Google AdSense

Ma la grande scommessa che è sul tavolo è legata a Google e alla pubblicità. Riguardo
a Google AdSense, ne ho sentite di tutti i colori. Ma ho anche visto coi miei occhi l’assegno di cento e passa dollari arrivato ad un amico blogger per il mese di luglio.
Non amo la pubblicità, ma se le centinaia di dollari al mese diventassero migliaia, il mondo potrebbe davvero cambiare per il meglio. In Gonzo Marketing, Chris Locke parlava di un electronic renaissance in cui aziende illuminate avrebbero fatto da mecenati per sostenere i siti di contenuti dei propri dipendenti… Yeah, dream on!

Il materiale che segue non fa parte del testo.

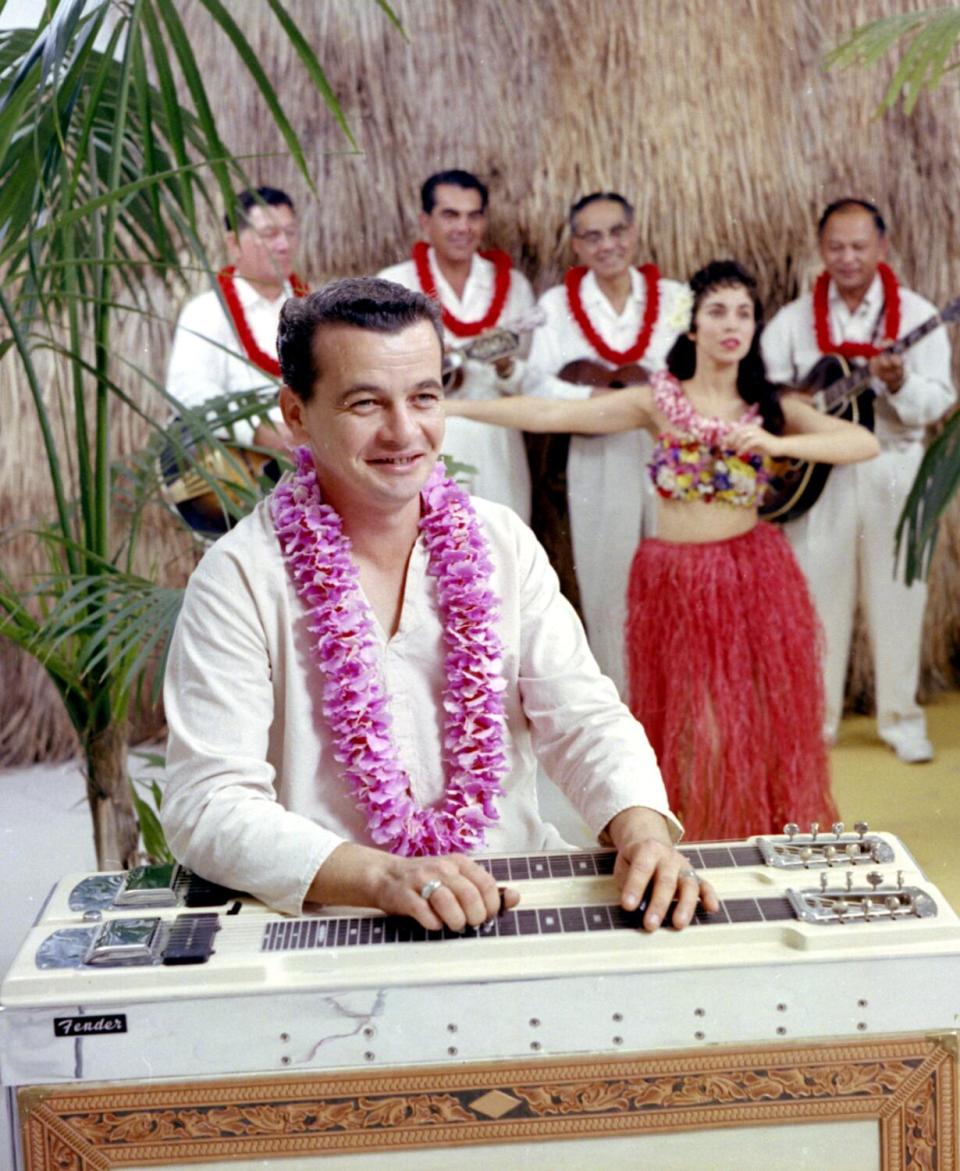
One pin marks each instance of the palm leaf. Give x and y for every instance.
(924, 62)
(937, 481)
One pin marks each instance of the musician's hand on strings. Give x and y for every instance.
(505, 368)
(645, 856)
(889, 368)
(451, 890)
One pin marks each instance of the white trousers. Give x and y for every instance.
(607, 493)
(845, 547)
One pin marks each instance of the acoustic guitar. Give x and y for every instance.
(845, 391)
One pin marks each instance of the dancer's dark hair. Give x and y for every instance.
(752, 382)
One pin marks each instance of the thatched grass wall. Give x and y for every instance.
(715, 117)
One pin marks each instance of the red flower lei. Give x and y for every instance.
(825, 343)
(651, 275)
(501, 288)
(225, 279)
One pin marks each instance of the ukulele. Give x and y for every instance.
(502, 342)
(835, 388)
(590, 372)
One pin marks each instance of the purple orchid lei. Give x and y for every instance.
(327, 580)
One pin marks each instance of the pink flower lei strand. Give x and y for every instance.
(681, 413)
(317, 554)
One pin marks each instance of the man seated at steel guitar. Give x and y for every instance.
(368, 669)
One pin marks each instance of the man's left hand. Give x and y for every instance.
(646, 857)
(889, 368)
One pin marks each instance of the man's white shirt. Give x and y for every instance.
(498, 453)
(206, 358)
(610, 500)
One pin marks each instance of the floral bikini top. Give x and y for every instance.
(690, 460)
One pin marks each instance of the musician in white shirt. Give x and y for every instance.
(218, 353)
(283, 778)
(479, 292)
(845, 542)
(616, 314)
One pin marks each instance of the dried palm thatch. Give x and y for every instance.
(717, 118)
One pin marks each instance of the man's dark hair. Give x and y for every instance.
(453, 179)
(841, 205)
(365, 302)
(255, 197)
(752, 382)
(596, 197)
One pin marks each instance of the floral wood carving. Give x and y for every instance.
(906, 1084)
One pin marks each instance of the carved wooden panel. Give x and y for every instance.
(906, 1084)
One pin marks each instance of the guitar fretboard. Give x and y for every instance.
(360, 931)
(598, 863)
(859, 376)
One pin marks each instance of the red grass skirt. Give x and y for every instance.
(725, 676)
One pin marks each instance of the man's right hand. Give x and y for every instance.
(451, 890)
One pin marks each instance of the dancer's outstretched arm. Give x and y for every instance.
(616, 410)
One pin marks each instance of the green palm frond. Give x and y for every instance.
(933, 36)
(938, 480)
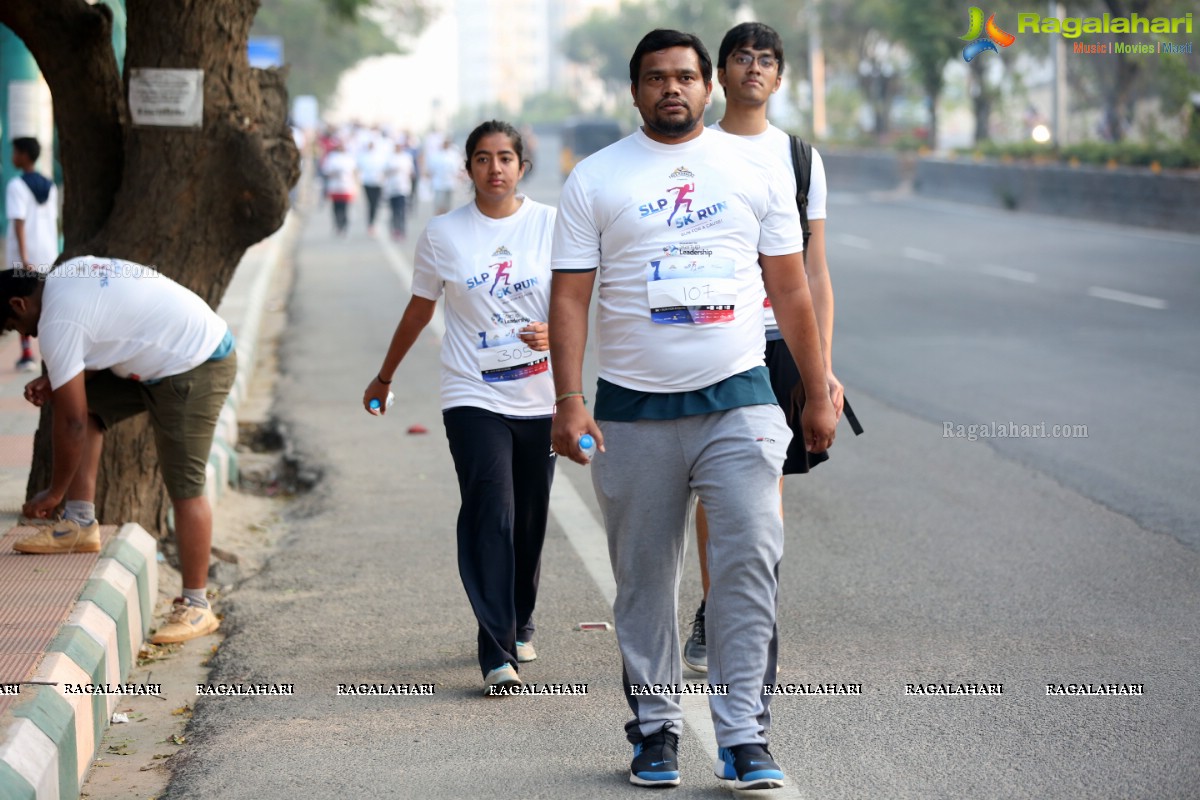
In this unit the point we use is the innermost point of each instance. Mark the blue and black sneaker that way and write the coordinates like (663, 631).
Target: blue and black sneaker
(657, 759)
(748, 767)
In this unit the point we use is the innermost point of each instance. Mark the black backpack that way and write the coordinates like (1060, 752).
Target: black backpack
(802, 162)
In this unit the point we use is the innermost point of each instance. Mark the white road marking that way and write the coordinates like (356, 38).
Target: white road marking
(401, 266)
(588, 539)
(923, 256)
(851, 240)
(1008, 272)
(1127, 298)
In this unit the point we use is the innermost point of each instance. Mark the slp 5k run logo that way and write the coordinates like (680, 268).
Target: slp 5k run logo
(978, 41)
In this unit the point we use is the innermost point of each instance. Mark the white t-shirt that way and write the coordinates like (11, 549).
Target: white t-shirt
(103, 313)
(372, 162)
(496, 278)
(444, 167)
(399, 174)
(778, 143)
(41, 226)
(340, 170)
(678, 229)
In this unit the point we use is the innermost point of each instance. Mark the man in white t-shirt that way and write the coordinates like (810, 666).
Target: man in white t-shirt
(31, 204)
(444, 168)
(683, 401)
(372, 162)
(119, 340)
(399, 174)
(750, 67)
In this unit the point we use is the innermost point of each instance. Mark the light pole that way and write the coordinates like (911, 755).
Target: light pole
(816, 71)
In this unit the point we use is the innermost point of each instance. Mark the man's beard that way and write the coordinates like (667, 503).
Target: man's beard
(670, 127)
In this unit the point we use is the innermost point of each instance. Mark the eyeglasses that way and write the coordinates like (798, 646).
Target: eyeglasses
(765, 61)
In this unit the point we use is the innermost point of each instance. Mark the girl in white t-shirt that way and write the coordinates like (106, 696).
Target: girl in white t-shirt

Purtroppo, alla guida della gran maggior parte delle aziende ci sono pirla in giacca e cravatta che hanno sempre tutte le risposte e si sono ormai dimenticati le domande, mica colti Lorenzo de’ Medici. Con Google AdSense, costoro possono buttar via soldi in cambio di risultati misurabili (il numero di click) e fare anche gli esperti di Web.
Finanziati da questi rozzi mecenati che continueranno a spendere soldi per portarci su siti aziendali che sembrano vecchie brochure anni ’80, potremmo addirittura arrivare a poter mollare il nostro lavoro per dedicarci a scrivere di ciò che ci interessa davvero, chi di giardinaggio, chi di yoga, chi di medicina alternativa.
Se il prezzo da pagare è solo un po’ di spazio su cui mettere un po’ di pubblicità, penso davvero che potrei vendere l’anima al diavolo senza troppi problemi.